Hegemonic Masculinity
As defined by R. W. Connell, the form of masculinity that is culturally dominant and legitimates men’s power over women and other masculinities.
Pariah Femininities
Forms of femininity that are socially punished because they refuse male control or violate modest norms, such as lesbianism or sexual independence.
Political History
The study of political events, institutions, ideas, and leaders, focusing on how power is organized, used, resisted, and justified in society.
Emic Perspective
An insider’s perspective that seeks to understand a past world through the terms and logic used by the people living in it at the time.
Etic Perspective
An outsider’s perspective where a historian applies modern analytical frameworks and patterns to explain historical societies.
Lordship
An alternative concept to the 'state' for medieval history, focusing on layered, fragmented power based on personal dependency and landholding.
Ordinary Politics
A concept by Tom Johnson referring to the everyday work ordinary people did to govern their own communities, such as managing common land or organizing resources.
Thick Description
An anthropological method introduced by Clifford Geertz involving the interpretation of the deep symbolic meanings behind cultural rituals and actions.
Moral Economy
A concept from E. P. Thompson used in cultural history to explain how popular protests are often driven by a sense that traditional customs or justice have been violated.
Digital History
The use of digital tools, digitized archives, and computational methods like text mining and network analysis to study and interpret the past.
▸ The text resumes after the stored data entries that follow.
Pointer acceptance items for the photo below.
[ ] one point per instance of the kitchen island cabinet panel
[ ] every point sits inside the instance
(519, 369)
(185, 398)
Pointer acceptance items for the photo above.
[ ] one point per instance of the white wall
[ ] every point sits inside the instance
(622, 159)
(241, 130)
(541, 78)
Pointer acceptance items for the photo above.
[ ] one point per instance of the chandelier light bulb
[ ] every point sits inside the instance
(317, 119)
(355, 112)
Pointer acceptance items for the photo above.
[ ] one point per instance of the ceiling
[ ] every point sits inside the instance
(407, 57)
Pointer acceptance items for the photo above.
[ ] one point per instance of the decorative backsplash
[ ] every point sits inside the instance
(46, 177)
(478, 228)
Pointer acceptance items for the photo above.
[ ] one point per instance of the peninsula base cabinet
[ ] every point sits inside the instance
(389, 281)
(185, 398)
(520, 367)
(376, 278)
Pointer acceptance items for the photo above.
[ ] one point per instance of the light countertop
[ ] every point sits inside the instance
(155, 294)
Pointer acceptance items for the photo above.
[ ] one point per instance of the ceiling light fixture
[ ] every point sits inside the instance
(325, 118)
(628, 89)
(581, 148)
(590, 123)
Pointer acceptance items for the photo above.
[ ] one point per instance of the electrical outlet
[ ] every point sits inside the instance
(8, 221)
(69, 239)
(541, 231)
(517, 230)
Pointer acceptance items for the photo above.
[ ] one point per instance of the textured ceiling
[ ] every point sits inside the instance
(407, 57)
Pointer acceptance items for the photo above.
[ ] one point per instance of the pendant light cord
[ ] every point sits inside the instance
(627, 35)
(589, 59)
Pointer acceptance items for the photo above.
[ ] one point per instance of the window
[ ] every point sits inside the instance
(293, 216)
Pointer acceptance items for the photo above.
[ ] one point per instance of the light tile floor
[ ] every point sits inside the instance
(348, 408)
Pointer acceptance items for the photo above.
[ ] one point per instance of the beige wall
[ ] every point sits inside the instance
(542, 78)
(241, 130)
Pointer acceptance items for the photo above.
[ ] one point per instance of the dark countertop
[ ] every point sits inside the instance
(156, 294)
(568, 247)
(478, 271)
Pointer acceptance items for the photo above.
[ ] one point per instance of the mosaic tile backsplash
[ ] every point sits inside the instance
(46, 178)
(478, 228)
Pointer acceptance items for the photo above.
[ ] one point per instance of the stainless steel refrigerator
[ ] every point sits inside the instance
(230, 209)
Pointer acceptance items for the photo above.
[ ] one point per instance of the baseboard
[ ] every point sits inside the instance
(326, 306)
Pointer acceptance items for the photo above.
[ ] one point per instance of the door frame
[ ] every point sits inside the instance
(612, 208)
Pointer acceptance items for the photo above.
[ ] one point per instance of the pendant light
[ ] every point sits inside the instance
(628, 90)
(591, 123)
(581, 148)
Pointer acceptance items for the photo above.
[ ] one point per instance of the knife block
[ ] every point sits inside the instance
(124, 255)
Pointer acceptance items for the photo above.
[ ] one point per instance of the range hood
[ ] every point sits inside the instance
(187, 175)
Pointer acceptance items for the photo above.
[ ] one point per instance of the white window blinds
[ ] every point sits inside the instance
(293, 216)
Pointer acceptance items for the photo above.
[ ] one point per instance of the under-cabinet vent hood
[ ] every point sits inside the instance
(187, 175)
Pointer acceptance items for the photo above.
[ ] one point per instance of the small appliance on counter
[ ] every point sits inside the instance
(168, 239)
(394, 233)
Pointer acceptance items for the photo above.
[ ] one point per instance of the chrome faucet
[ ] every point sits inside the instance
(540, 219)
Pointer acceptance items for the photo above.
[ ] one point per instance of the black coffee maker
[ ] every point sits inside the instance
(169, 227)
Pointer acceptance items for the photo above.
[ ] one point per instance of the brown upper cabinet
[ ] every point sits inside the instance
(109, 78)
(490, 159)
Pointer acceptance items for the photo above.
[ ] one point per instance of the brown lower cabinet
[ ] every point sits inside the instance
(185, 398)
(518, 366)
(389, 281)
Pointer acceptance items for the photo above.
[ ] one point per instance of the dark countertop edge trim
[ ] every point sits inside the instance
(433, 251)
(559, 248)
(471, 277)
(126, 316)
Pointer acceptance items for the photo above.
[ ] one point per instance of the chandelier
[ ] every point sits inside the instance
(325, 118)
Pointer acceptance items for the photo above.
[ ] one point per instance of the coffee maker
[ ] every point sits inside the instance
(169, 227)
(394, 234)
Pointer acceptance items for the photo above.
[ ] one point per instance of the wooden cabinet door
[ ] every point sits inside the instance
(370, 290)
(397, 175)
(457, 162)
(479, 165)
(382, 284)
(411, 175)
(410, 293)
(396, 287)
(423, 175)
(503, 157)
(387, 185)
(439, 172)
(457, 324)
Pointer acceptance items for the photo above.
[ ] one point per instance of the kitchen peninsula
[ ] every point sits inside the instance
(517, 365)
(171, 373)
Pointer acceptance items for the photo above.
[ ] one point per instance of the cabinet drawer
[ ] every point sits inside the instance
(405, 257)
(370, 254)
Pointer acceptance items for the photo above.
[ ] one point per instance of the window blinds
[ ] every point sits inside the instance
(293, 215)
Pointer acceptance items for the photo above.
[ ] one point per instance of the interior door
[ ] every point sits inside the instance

OCR (Optical Character Recognition)
A technology used in digital history to convert images of printed text into machine-readable data, though often prone to errors in older documents.
Distant Reading
A digital methodology that involves analyzing large volumes of text at scale to find patterns and trends rather than reading individual texts closely.
International Society
A subject of study proposed by Erez Manela that expands international history beyond state diplomacy to include NGOs, scientists, and the global circulation of ideas.
The Paradox of Violence
Ian Morris’s theory that while war increases violence in the short term, it historically leads to strong states that reduce the overall proportion of violent deaths.
Comparative History
A historical method of analyzing two or more societies, regions, or time periods alongside each other to identify unique traits or general causal patterns.
Individualizing Comparison
A type of comparative history used to highlight and explain what is unique about one specific case, such as the 'Sonderweg' (special path) of Germany.
Entangled Histories
Approaches like 'histoire croisée' that focus on interconnections, mutual influence, and the flow of people and ideas between societies rather than treating them as separate units.
Nativism
An approach to African history criticized by Achille Mbembe for overemphasizing 'authenticity' and using rigid binaries like native versus settler.
Genetic Diaspora
A concept by Noah Tamarkin describing how people like the Lemba in South Africa use DNA and genetic data to imagine and negotiate shared identity and belonging.